MANUFACTURING

Levi Strauss Sees Profitable Year After Turn-Around Campaign

Levi Strauss & Co. is planning to open 100 new stores this year, mostly outside of the United States, as it concentrates on international sales and building markets in China, India and the Americas.

“Six years ago, we set out with an ambitious plan to turn business around with reliable consistent growth,” said Chip Bergh, the company’s president and chief executive officer, who was speaking during a Feb. 7 conference call about the company’s fourth-quarter results. “Despite a tough environment, we have executed a strategy for more diverse business globally.”

Revenues from Europe grew 28 percent during the fourth quarter ended Nov. 26, 2017, with strong sales in the women’s and tops business. In Asia, sales jumped 13 percent with the help of franchisee support. For the Americas—which includes Canada, the United States and Mexico—revenue growth was up 7 percent.
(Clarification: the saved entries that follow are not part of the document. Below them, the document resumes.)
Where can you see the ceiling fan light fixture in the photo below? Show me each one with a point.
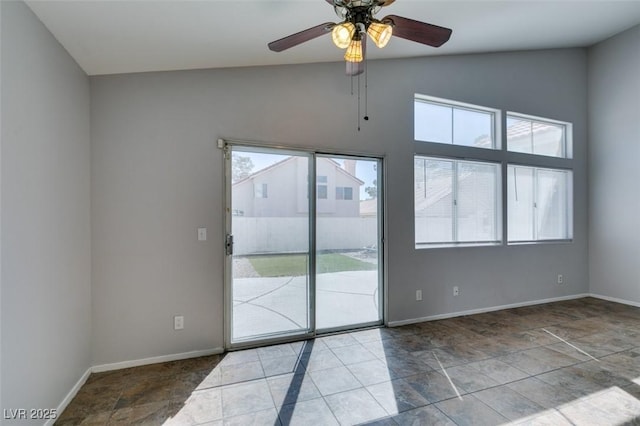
(354, 51)
(380, 33)
(342, 34)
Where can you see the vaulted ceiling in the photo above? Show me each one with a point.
(107, 37)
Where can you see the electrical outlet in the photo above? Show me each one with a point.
(178, 322)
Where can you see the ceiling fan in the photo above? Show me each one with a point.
(357, 21)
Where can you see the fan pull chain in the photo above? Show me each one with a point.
(366, 90)
(358, 102)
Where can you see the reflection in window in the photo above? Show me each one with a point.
(536, 136)
(456, 202)
(539, 204)
(452, 123)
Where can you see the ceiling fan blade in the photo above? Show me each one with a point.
(379, 2)
(301, 37)
(417, 31)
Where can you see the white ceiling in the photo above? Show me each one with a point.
(107, 36)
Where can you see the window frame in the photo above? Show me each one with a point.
(500, 154)
(534, 208)
(567, 134)
(495, 114)
(455, 225)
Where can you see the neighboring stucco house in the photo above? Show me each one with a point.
(268, 192)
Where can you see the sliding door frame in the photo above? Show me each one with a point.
(227, 145)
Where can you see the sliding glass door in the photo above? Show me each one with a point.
(303, 239)
(348, 273)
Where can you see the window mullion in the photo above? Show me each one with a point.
(454, 200)
(535, 205)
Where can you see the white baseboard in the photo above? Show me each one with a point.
(615, 299)
(483, 310)
(72, 393)
(155, 360)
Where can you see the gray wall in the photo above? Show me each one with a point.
(157, 176)
(46, 289)
(614, 172)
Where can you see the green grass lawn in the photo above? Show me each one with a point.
(296, 264)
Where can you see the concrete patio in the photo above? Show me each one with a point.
(267, 305)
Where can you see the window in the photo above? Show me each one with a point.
(454, 123)
(456, 202)
(322, 187)
(539, 204)
(260, 190)
(344, 193)
(538, 136)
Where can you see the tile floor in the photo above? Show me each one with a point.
(575, 362)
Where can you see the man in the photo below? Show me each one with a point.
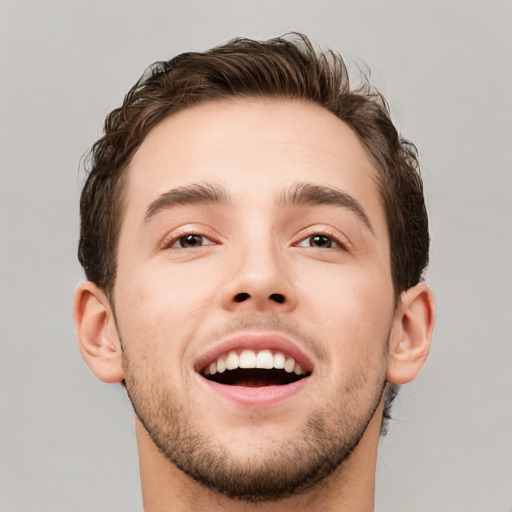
(254, 236)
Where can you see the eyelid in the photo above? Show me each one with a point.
(341, 241)
(174, 236)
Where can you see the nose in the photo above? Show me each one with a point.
(259, 281)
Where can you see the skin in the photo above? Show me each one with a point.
(174, 303)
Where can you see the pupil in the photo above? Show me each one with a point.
(190, 240)
(321, 241)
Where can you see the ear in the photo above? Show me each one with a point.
(412, 331)
(96, 332)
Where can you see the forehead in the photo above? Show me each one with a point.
(253, 148)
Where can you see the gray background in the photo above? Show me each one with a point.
(66, 440)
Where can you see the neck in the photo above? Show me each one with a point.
(351, 487)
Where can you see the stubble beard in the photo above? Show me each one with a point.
(323, 444)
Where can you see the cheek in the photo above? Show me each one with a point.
(161, 307)
(351, 311)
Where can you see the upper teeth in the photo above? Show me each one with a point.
(254, 359)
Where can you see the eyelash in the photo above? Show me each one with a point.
(176, 237)
(340, 243)
(170, 242)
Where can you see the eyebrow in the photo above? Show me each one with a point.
(310, 194)
(197, 193)
(297, 194)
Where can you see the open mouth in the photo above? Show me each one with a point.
(250, 368)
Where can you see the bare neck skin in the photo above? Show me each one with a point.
(351, 487)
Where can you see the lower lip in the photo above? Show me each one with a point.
(264, 396)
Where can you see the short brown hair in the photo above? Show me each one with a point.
(284, 67)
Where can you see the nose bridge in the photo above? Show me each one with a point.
(259, 278)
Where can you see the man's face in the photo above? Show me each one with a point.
(254, 235)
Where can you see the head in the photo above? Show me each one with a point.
(232, 91)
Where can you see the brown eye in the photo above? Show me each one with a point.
(321, 241)
(191, 240)
(318, 241)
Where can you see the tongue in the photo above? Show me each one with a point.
(257, 383)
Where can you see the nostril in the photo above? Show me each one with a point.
(277, 297)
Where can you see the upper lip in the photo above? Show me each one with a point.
(255, 341)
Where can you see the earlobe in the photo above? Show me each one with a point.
(412, 332)
(97, 333)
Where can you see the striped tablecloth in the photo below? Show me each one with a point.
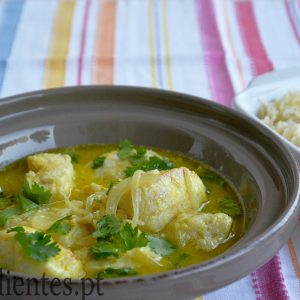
(201, 47)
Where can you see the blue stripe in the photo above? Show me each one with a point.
(11, 14)
(292, 5)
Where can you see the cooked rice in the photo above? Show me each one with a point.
(283, 115)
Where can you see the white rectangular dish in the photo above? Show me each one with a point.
(267, 88)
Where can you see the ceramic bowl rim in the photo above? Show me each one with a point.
(285, 215)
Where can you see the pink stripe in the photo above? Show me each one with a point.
(292, 21)
(251, 38)
(83, 40)
(268, 281)
(218, 76)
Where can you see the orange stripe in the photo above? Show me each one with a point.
(294, 257)
(55, 69)
(105, 44)
(231, 43)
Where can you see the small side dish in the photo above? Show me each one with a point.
(113, 210)
(283, 115)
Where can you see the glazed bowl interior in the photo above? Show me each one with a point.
(254, 161)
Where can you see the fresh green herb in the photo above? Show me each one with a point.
(139, 157)
(73, 155)
(230, 207)
(153, 163)
(160, 245)
(132, 238)
(25, 203)
(36, 245)
(125, 148)
(7, 213)
(36, 193)
(115, 236)
(7, 200)
(214, 177)
(61, 226)
(120, 272)
(98, 162)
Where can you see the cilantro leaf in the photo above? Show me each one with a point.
(115, 236)
(212, 176)
(7, 213)
(230, 206)
(98, 162)
(125, 148)
(73, 155)
(60, 226)
(107, 227)
(160, 245)
(153, 163)
(36, 245)
(36, 193)
(25, 203)
(119, 272)
(139, 157)
(1, 192)
(132, 238)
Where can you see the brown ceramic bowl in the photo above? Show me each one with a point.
(258, 164)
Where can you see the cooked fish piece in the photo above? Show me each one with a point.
(12, 257)
(53, 171)
(152, 199)
(205, 231)
(113, 167)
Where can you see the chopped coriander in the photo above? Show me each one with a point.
(119, 272)
(60, 226)
(230, 207)
(212, 176)
(98, 162)
(25, 203)
(153, 163)
(7, 213)
(73, 155)
(132, 238)
(115, 236)
(36, 193)
(7, 200)
(125, 148)
(160, 246)
(139, 156)
(36, 245)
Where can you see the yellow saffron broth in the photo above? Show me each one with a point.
(12, 178)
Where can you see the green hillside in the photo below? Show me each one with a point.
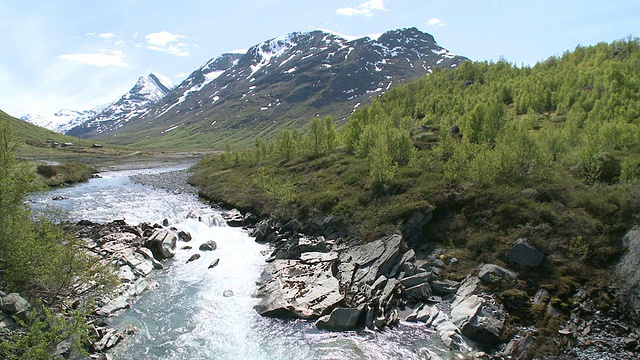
(550, 153)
Overall for the fourth quarter, Levi’s had net income of $116 million compared to $96 million for the same period last year and revenues of $1.46 billion compared to $1.3 billion one year ago. For the fiscal year ending Nov. 26, 2017, net income totaled $281 million, a decline of 3 percent from the previous year’s $291 million, and revenues totaled $4.9 billion compared to $4.5 million in 2016.

The company’s e-commerce business grew 20 percent in 2017 with new websites opening in Canada, Mexico, Switzerland and Norway, Bergh said.

Levi’s has been slightly buffeted by the decrease in mall shoppers because only 5 percent of its full-price stores are located in shopping centers, said Harmit Singh, the company’s executive vice president and chief financial officer.

The company has 230 stores, with 180 of those located in outlet malls, which the company does not consider traditional malls.

Levi’s is also converting some of its franchise stores in China to company-owned stores, while it converted one of the 400 franchisee outposts in India to a company-owned store.

Singh said the company has reduced its sales to Sears, but it still makes up “a sizeable amount” of revenues.

Company executives said the current fiscal year will see a 4 percent to 6 percent growth in revenues because of the weaker U.S. dollar and improved negotiations with sourcing partners.